A Mechanistic Understanding of Pronoun Fidelity in LLMs
2026-06-15 • Computation and Language
Computation and LanguageMachine Learning
AI summaryⓘ
The authors studied how large language models handle pronouns when different people are mentioned with different pronouns. They looked inside the models to find three main reasons why pronouns are used the way they are: grouping related words together, recent word use, and stereotypical associations. These three reasons work together and explain almost all of the models' behavior. They also found two ways the model copies pronoun references: one that connects occupations to pronouns and another that repeats recent words. Overall, pronoun usage depends on which of these internal mechanisms is stronger at a given time.
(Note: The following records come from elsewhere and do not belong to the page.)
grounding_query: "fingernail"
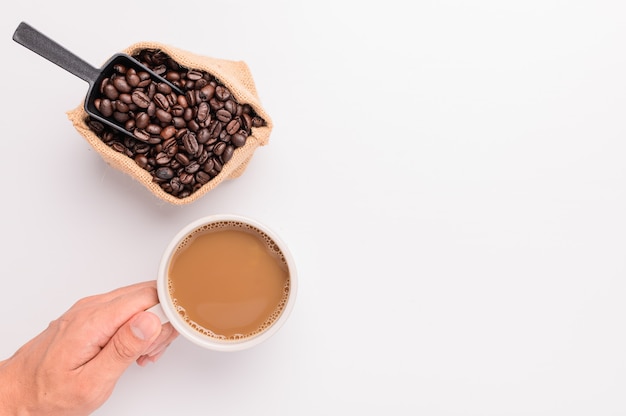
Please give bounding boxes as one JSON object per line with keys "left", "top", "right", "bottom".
{"left": 131, "top": 312, "right": 159, "bottom": 341}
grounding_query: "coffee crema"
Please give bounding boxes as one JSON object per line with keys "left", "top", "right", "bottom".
{"left": 167, "top": 221, "right": 290, "bottom": 340}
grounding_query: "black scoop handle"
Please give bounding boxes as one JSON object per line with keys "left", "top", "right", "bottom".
{"left": 12, "top": 22, "right": 100, "bottom": 85}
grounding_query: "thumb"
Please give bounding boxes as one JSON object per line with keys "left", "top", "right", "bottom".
{"left": 90, "top": 311, "right": 162, "bottom": 378}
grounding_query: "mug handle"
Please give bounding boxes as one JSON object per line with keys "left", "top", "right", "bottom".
{"left": 146, "top": 303, "right": 170, "bottom": 325}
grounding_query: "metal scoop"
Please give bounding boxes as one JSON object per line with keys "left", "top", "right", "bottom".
{"left": 12, "top": 21, "right": 184, "bottom": 138}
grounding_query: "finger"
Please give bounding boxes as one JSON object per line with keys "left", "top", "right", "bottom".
{"left": 74, "top": 281, "right": 157, "bottom": 307}
{"left": 86, "top": 286, "right": 161, "bottom": 345}
{"left": 86, "top": 311, "right": 162, "bottom": 380}
{"left": 142, "top": 323, "right": 178, "bottom": 357}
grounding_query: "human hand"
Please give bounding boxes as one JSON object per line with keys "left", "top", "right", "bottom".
{"left": 0, "top": 281, "right": 178, "bottom": 416}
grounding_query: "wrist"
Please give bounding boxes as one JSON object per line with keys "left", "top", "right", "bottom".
{"left": 0, "top": 359, "right": 29, "bottom": 416}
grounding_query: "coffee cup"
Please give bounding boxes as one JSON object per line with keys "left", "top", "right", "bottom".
{"left": 147, "top": 214, "right": 297, "bottom": 352}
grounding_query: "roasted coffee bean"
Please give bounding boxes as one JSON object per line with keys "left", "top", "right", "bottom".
{"left": 112, "top": 77, "right": 132, "bottom": 93}
{"left": 187, "top": 120, "right": 200, "bottom": 132}
{"left": 187, "top": 70, "right": 203, "bottom": 81}
{"left": 154, "top": 93, "right": 169, "bottom": 110}
{"left": 125, "top": 119, "right": 135, "bottom": 131}
{"left": 163, "top": 138, "right": 178, "bottom": 157}
{"left": 134, "top": 154, "right": 148, "bottom": 168}
{"left": 216, "top": 109, "right": 232, "bottom": 123}
{"left": 101, "top": 131, "right": 115, "bottom": 143}
{"left": 148, "top": 136, "right": 162, "bottom": 145}
{"left": 196, "top": 170, "right": 211, "bottom": 184}
{"left": 171, "top": 104, "right": 184, "bottom": 117}
{"left": 215, "top": 85, "right": 230, "bottom": 101}
{"left": 199, "top": 84, "right": 215, "bottom": 101}
{"left": 212, "top": 158, "right": 223, "bottom": 172}
{"left": 182, "top": 132, "right": 199, "bottom": 155}
{"left": 202, "top": 158, "right": 215, "bottom": 173}
{"left": 135, "top": 143, "right": 151, "bottom": 154}
{"left": 226, "top": 118, "right": 241, "bottom": 135}
{"left": 224, "top": 100, "right": 237, "bottom": 115}
{"left": 197, "top": 128, "right": 211, "bottom": 144}
{"left": 155, "top": 166, "right": 175, "bottom": 180}
{"left": 222, "top": 145, "right": 234, "bottom": 163}
{"left": 99, "top": 99, "right": 114, "bottom": 117}
{"left": 126, "top": 71, "right": 140, "bottom": 87}
{"left": 103, "top": 84, "right": 119, "bottom": 100}
{"left": 197, "top": 102, "right": 210, "bottom": 124}
{"left": 135, "top": 112, "right": 150, "bottom": 129}
{"left": 183, "top": 107, "right": 194, "bottom": 122}
{"left": 197, "top": 149, "right": 210, "bottom": 165}
{"left": 175, "top": 153, "right": 190, "bottom": 165}
{"left": 179, "top": 171, "right": 194, "bottom": 185}
{"left": 207, "top": 120, "right": 222, "bottom": 138}
{"left": 131, "top": 90, "right": 151, "bottom": 108}
{"left": 241, "top": 112, "right": 252, "bottom": 130}
{"left": 115, "top": 101, "right": 130, "bottom": 113}
{"left": 155, "top": 152, "right": 171, "bottom": 165}
{"left": 137, "top": 71, "right": 152, "bottom": 87}
{"left": 147, "top": 101, "right": 157, "bottom": 117}
{"left": 231, "top": 132, "right": 246, "bottom": 147}
{"left": 185, "top": 161, "right": 200, "bottom": 174}
{"left": 170, "top": 160, "right": 182, "bottom": 170}
{"left": 160, "top": 125, "right": 176, "bottom": 140}
{"left": 146, "top": 123, "right": 162, "bottom": 135}
{"left": 170, "top": 177, "right": 183, "bottom": 194}
{"left": 172, "top": 117, "right": 186, "bottom": 129}
{"left": 133, "top": 128, "right": 151, "bottom": 142}
{"left": 209, "top": 97, "right": 224, "bottom": 110}
{"left": 157, "top": 82, "right": 172, "bottom": 94}
{"left": 213, "top": 141, "right": 226, "bottom": 156}
{"left": 185, "top": 90, "right": 197, "bottom": 107}
{"left": 252, "top": 116, "right": 264, "bottom": 127}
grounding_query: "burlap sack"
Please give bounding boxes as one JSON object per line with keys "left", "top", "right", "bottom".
{"left": 67, "top": 42, "right": 273, "bottom": 205}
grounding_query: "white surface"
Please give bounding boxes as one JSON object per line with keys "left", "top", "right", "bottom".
{"left": 1, "top": 1, "right": 626, "bottom": 415}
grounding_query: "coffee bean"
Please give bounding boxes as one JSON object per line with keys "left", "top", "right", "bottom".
{"left": 112, "top": 77, "right": 132, "bottom": 93}
{"left": 213, "top": 141, "right": 226, "bottom": 156}
{"left": 133, "top": 128, "right": 151, "bottom": 142}
{"left": 154, "top": 93, "right": 169, "bottom": 110}
{"left": 222, "top": 145, "right": 234, "bottom": 163}
{"left": 131, "top": 90, "right": 151, "bottom": 108}
{"left": 135, "top": 112, "right": 150, "bottom": 129}
{"left": 99, "top": 99, "right": 114, "bottom": 117}
{"left": 160, "top": 125, "right": 176, "bottom": 140}
{"left": 134, "top": 154, "right": 148, "bottom": 168}
{"left": 182, "top": 132, "right": 199, "bottom": 155}
{"left": 155, "top": 166, "right": 174, "bottom": 180}
{"left": 215, "top": 85, "right": 230, "bottom": 101}
{"left": 216, "top": 109, "right": 232, "bottom": 123}
{"left": 146, "top": 123, "right": 162, "bottom": 135}
{"left": 185, "top": 161, "right": 200, "bottom": 174}
{"left": 155, "top": 152, "right": 171, "bottom": 165}
{"left": 226, "top": 118, "right": 241, "bottom": 135}
{"left": 103, "top": 84, "right": 119, "bottom": 100}
{"left": 197, "top": 102, "right": 210, "bottom": 124}
{"left": 231, "top": 132, "right": 246, "bottom": 147}
{"left": 199, "top": 84, "right": 215, "bottom": 101}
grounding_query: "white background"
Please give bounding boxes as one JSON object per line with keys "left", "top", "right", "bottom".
{"left": 1, "top": 1, "right": 626, "bottom": 415}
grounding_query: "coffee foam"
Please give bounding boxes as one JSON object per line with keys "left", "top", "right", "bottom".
{"left": 167, "top": 220, "right": 290, "bottom": 341}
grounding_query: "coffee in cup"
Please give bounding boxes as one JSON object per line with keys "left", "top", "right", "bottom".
{"left": 148, "top": 214, "right": 297, "bottom": 351}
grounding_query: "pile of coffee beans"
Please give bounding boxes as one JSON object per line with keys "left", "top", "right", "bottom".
{"left": 86, "top": 48, "right": 265, "bottom": 199}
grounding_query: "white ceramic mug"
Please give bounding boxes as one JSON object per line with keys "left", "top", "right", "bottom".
{"left": 147, "top": 214, "right": 297, "bottom": 352}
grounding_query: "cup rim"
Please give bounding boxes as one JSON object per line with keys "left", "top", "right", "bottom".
{"left": 156, "top": 214, "right": 298, "bottom": 352}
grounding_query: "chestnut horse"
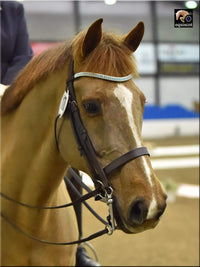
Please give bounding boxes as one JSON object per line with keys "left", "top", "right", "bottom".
{"left": 1, "top": 19, "right": 167, "bottom": 266}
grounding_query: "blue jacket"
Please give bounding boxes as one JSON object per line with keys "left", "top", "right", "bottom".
{"left": 0, "top": 1, "right": 33, "bottom": 85}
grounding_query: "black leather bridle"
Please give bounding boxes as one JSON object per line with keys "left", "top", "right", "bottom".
{"left": 56, "top": 60, "right": 150, "bottom": 190}
{"left": 1, "top": 59, "right": 150, "bottom": 245}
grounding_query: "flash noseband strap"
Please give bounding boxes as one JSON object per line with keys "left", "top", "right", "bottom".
{"left": 74, "top": 72, "right": 133, "bottom": 82}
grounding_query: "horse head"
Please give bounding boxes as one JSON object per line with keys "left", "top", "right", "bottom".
{"left": 58, "top": 18, "right": 167, "bottom": 234}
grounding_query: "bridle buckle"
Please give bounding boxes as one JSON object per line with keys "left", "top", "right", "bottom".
{"left": 95, "top": 183, "right": 115, "bottom": 235}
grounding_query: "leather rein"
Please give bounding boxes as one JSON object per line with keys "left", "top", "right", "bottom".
{"left": 0, "top": 59, "right": 150, "bottom": 245}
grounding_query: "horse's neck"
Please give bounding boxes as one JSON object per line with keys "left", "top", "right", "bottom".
{"left": 1, "top": 67, "right": 69, "bottom": 207}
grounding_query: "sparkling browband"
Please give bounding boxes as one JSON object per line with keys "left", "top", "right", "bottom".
{"left": 74, "top": 72, "right": 133, "bottom": 82}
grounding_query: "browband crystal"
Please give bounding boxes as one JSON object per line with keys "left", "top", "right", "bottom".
{"left": 74, "top": 72, "right": 133, "bottom": 82}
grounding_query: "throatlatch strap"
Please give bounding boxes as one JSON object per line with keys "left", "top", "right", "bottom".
{"left": 103, "top": 147, "right": 150, "bottom": 175}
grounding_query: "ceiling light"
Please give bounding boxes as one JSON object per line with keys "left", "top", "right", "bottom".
{"left": 104, "top": 0, "right": 117, "bottom": 5}
{"left": 185, "top": 1, "right": 198, "bottom": 9}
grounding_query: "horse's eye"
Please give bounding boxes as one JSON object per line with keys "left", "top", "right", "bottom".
{"left": 83, "top": 100, "right": 101, "bottom": 115}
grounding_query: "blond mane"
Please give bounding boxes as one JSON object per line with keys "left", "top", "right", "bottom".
{"left": 1, "top": 30, "right": 138, "bottom": 115}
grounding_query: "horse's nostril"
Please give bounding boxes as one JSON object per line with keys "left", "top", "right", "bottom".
{"left": 128, "top": 198, "right": 148, "bottom": 225}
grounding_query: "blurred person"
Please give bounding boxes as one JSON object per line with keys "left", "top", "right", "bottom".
{"left": 0, "top": 0, "right": 33, "bottom": 95}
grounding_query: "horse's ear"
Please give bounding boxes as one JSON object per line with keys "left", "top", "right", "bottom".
{"left": 82, "top": 18, "right": 103, "bottom": 58}
{"left": 123, "top": 21, "right": 144, "bottom": 52}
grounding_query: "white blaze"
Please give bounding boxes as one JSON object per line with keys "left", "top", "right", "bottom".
{"left": 146, "top": 196, "right": 158, "bottom": 219}
{"left": 114, "top": 84, "right": 141, "bottom": 147}
{"left": 114, "top": 84, "right": 157, "bottom": 219}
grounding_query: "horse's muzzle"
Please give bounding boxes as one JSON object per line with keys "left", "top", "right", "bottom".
{"left": 113, "top": 196, "right": 166, "bottom": 233}
{"left": 128, "top": 197, "right": 166, "bottom": 226}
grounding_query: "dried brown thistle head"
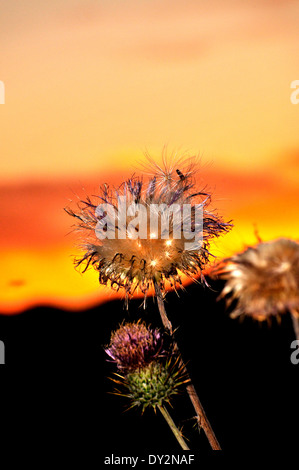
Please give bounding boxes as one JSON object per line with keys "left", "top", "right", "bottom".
{"left": 65, "top": 156, "right": 231, "bottom": 302}
{"left": 213, "top": 238, "right": 299, "bottom": 321}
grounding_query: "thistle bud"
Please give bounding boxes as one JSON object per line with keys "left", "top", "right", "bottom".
{"left": 125, "top": 360, "right": 185, "bottom": 411}
{"left": 106, "top": 321, "right": 186, "bottom": 410}
{"left": 105, "top": 321, "right": 164, "bottom": 372}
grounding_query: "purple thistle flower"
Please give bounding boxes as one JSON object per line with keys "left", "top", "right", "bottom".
{"left": 105, "top": 321, "right": 164, "bottom": 372}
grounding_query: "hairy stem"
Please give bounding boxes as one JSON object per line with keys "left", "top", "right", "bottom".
{"left": 158, "top": 405, "right": 190, "bottom": 451}
{"left": 154, "top": 281, "right": 221, "bottom": 450}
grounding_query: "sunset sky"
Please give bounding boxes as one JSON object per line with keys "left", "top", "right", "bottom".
{"left": 1, "top": 0, "right": 299, "bottom": 313}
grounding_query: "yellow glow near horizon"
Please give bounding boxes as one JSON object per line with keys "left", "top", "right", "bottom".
{"left": 0, "top": 0, "right": 299, "bottom": 314}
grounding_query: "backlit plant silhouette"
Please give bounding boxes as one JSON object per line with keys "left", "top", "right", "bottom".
{"left": 105, "top": 321, "right": 190, "bottom": 450}
{"left": 65, "top": 153, "right": 232, "bottom": 450}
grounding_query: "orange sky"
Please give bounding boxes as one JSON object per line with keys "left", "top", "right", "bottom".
{"left": 0, "top": 0, "right": 299, "bottom": 314}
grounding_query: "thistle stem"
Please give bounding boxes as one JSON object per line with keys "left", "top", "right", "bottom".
{"left": 154, "top": 281, "right": 221, "bottom": 451}
{"left": 291, "top": 312, "right": 299, "bottom": 341}
{"left": 158, "top": 404, "right": 190, "bottom": 450}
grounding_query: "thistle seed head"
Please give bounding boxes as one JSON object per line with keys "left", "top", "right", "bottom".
{"left": 214, "top": 238, "right": 299, "bottom": 320}
{"left": 105, "top": 321, "right": 164, "bottom": 372}
{"left": 65, "top": 156, "right": 231, "bottom": 299}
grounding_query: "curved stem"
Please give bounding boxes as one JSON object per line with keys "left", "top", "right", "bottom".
{"left": 158, "top": 405, "right": 190, "bottom": 450}
{"left": 154, "top": 280, "right": 221, "bottom": 450}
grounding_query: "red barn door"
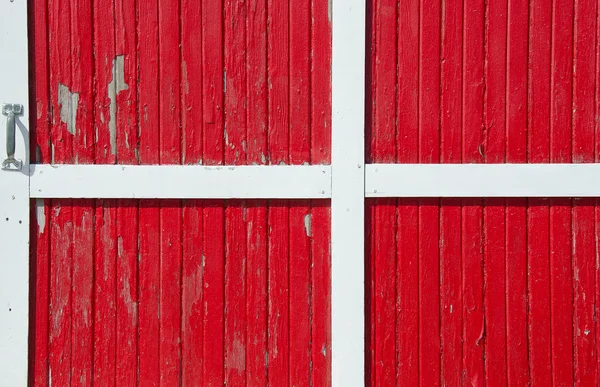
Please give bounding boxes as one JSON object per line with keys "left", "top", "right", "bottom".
{"left": 367, "top": 0, "right": 600, "bottom": 386}
{"left": 28, "top": 0, "right": 332, "bottom": 386}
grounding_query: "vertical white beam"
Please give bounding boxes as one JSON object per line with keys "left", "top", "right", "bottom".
{"left": 0, "top": 0, "right": 30, "bottom": 385}
{"left": 331, "top": 0, "right": 365, "bottom": 385}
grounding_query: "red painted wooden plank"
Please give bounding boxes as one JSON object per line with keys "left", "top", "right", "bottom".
{"left": 572, "top": 1, "right": 598, "bottom": 384}
{"left": 246, "top": 0, "right": 269, "bottom": 384}
{"left": 180, "top": 0, "right": 204, "bottom": 386}
{"left": 267, "top": 0, "right": 290, "bottom": 384}
{"left": 527, "top": 0, "right": 552, "bottom": 384}
{"left": 158, "top": 199, "right": 182, "bottom": 386}
{"left": 224, "top": 1, "right": 248, "bottom": 384}
{"left": 94, "top": 201, "right": 117, "bottom": 385}
{"left": 157, "top": 0, "right": 182, "bottom": 385}
{"left": 114, "top": 0, "right": 139, "bottom": 384}
{"left": 419, "top": 1, "right": 441, "bottom": 385}
{"left": 439, "top": 0, "right": 463, "bottom": 384}
{"left": 91, "top": 0, "right": 118, "bottom": 383}
{"left": 288, "top": 203, "right": 311, "bottom": 387}
{"left": 310, "top": 202, "right": 331, "bottom": 386}
{"left": 69, "top": 4, "right": 95, "bottom": 382}
{"left": 246, "top": 201, "right": 268, "bottom": 386}
{"left": 30, "top": 0, "right": 51, "bottom": 384}
{"left": 115, "top": 0, "right": 137, "bottom": 164}
{"left": 396, "top": 200, "right": 419, "bottom": 386}
{"left": 202, "top": 0, "right": 225, "bottom": 384}
{"left": 115, "top": 204, "right": 138, "bottom": 386}
{"left": 572, "top": 200, "right": 597, "bottom": 385}
{"left": 48, "top": 0, "right": 74, "bottom": 384}
{"left": 311, "top": 0, "right": 332, "bottom": 165}
{"left": 370, "top": 0, "right": 397, "bottom": 385}
{"left": 71, "top": 207, "right": 94, "bottom": 385}
{"left": 505, "top": 0, "right": 529, "bottom": 385}
{"left": 49, "top": 201, "right": 74, "bottom": 387}
{"left": 483, "top": 0, "right": 508, "bottom": 385}
{"left": 461, "top": 200, "right": 484, "bottom": 387}
{"left": 92, "top": 0, "right": 116, "bottom": 165}
{"left": 138, "top": 203, "right": 160, "bottom": 386}
{"left": 440, "top": 198, "right": 462, "bottom": 386}
{"left": 181, "top": 200, "right": 204, "bottom": 386}
{"left": 310, "top": 1, "right": 332, "bottom": 384}
{"left": 267, "top": 203, "right": 290, "bottom": 386}
{"left": 549, "top": 201, "right": 573, "bottom": 386}
{"left": 289, "top": 0, "right": 312, "bottom": 384}
{"left": 137, "top": 0, "right": 160, "bottom": 384}
{"left": 462, "top": 2, "right": 485, "bottom": 386}
{"left": 224, "top": 201, "right": 247, "bottom": 385}
{"left": 395, "top": 0, "right": 419, "bottom": 385}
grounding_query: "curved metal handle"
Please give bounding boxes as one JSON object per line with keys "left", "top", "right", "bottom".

pronoun fidelitylarge language modelsgroup entity bindingrecency biasstereotypical biascausal subspacesBoundless Distributed Alignment Searchattention headsconcept-level routetoken-level route
Authors
Katharina Trinley, Jesujoba O. Alabi, Dietrich Klakow, Vagrant Gautam
Abstract
Faithful and robust pronoun use is important for fair and coherent generations, yet large language models largely fail when multiple referents use different pronouns. To study the interplay of reasoning, repetition, and bias in this task, prior work relies exclusively on behavioural approaches, which may not reflect a model's internal workings. Therefore, we provide a mechanistic, model-internal perspective on pronoun fidelity, testing whether three mechanisms -- group entity binding (G), recency bias (R), and stereotypical bias (S) -- are causally implemented across several SOTA language models. Using Boundless Distributed Alignment Search, we find all three coexist as causal subspaces distributed across network depth. No single mechanism fully explains model behaviour, but a combination of the three consistently accounts for 91-99.5%. An attention head analysis further reveals two competing copying routes; group binding and stereotype share a localized concept-level route that retrieves a bound occupation-pronoun unit, while recency uses a distributed token-level route that repeats surface forms. In sum, pronoun fidelity arises from competition between simultaneously active causal subspaces.